I would like to accomplish this in the instance method but have went through a lot of code that doesn't quite work.


Solution

  • There are some misunderstandings of object-oriented coding in your code so I'll try to address them in my answer. One of the goals of object-oriented programming is the separation of concerns. If you have some logic about how a game works and you have some logic about how a player works, you don't want the logic for both in the same place intermixed.

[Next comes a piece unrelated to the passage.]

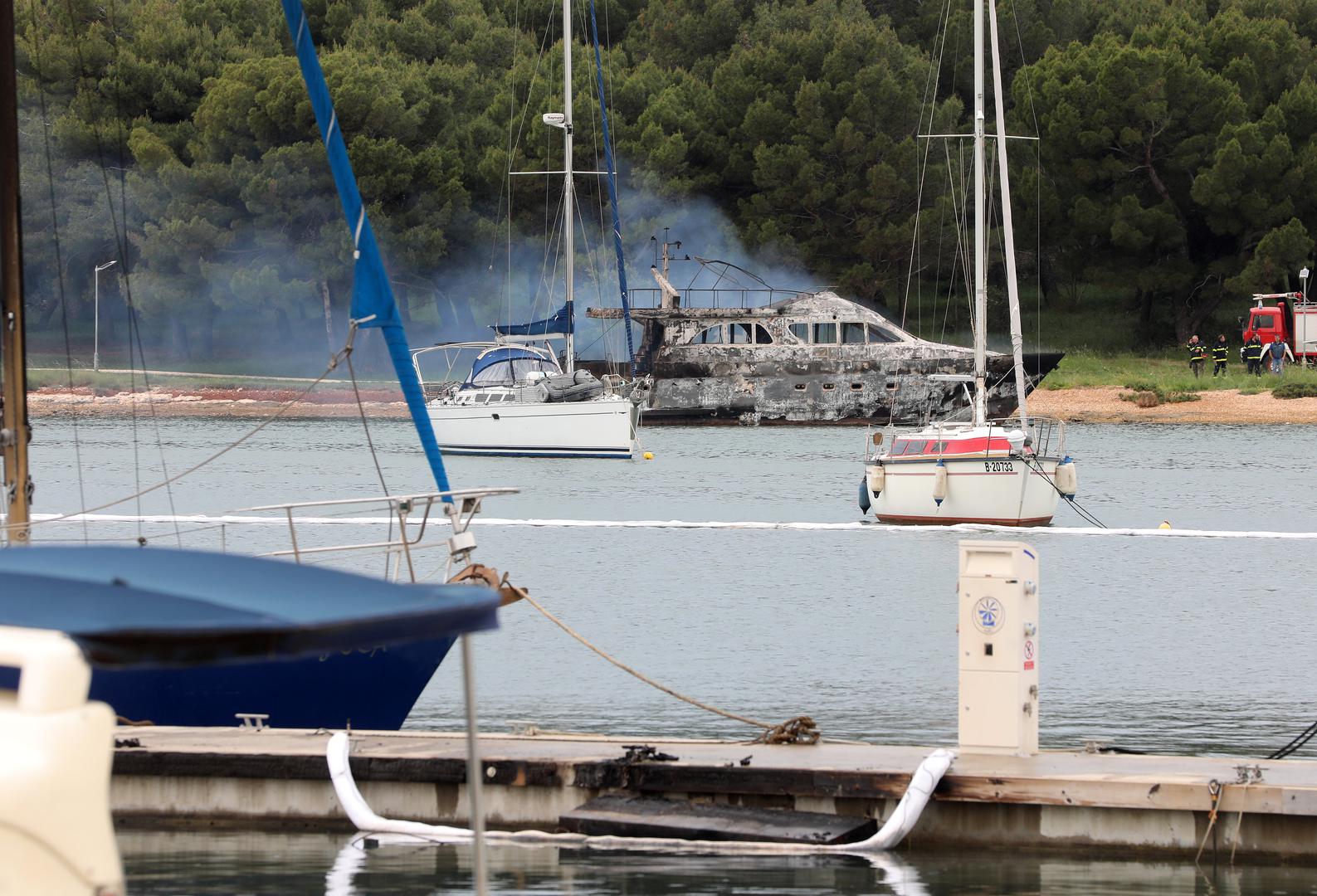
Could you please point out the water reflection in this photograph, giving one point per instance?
(258, 864)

    All the player really needs to know is what their name, marker and player number are:

    class Player():
        num_of_players = 0
    
        def __init__(self, name, marker):
            Player.num_of_players += 1
            self.name = name
            self.marker = marker
            self.number = Player.num_of_players
            print(self.number, self.marker)
    

    Separate from that is how you want to start the game and initialize the players. You could create another class called Game but for now, I'll just do a function:

    def start_game():
        available_markers = ['X', 'O']
        print("Player 1")
        name = input('Please enter your name : ')
    

    Let's not trust that the user of the program will enter the right thing:

        while True:
            marker = input('Choose X or O: ')
    

    We will loop forever and just break out of it if a valid option is chosen:

            if marker in available_markers:
                break
            else:
                print("Invalid choice. Please pick again")
    
        player1 = Player(name, marker)
    

    We'll remove that marker from the list so the list just has one element in it now:

        available_markers.remove(marker)
        print("Player 2")
        name = input('Please enter your name : ')
        player2 = Player(name, available_markers[0])
    
    start_game()
    
    # Player 1
    # Please enter your name : Adam
    # Choose X or O: X
    # 1 X
    # Player 2
    # Please enter your name : Joe
    # 2 O
    

    Note that I create two separate instances of Player.

    Let's talk briefly about class variables vs instant variables. I kept num_of_players as a class variable to track the total number of players (accessible by doing Player.num_of_players or player1.num_of_players both will return that there are 2 total players). I also created another variable number so each player can track what their number is. That's an instance variable and tracked separately for each instance.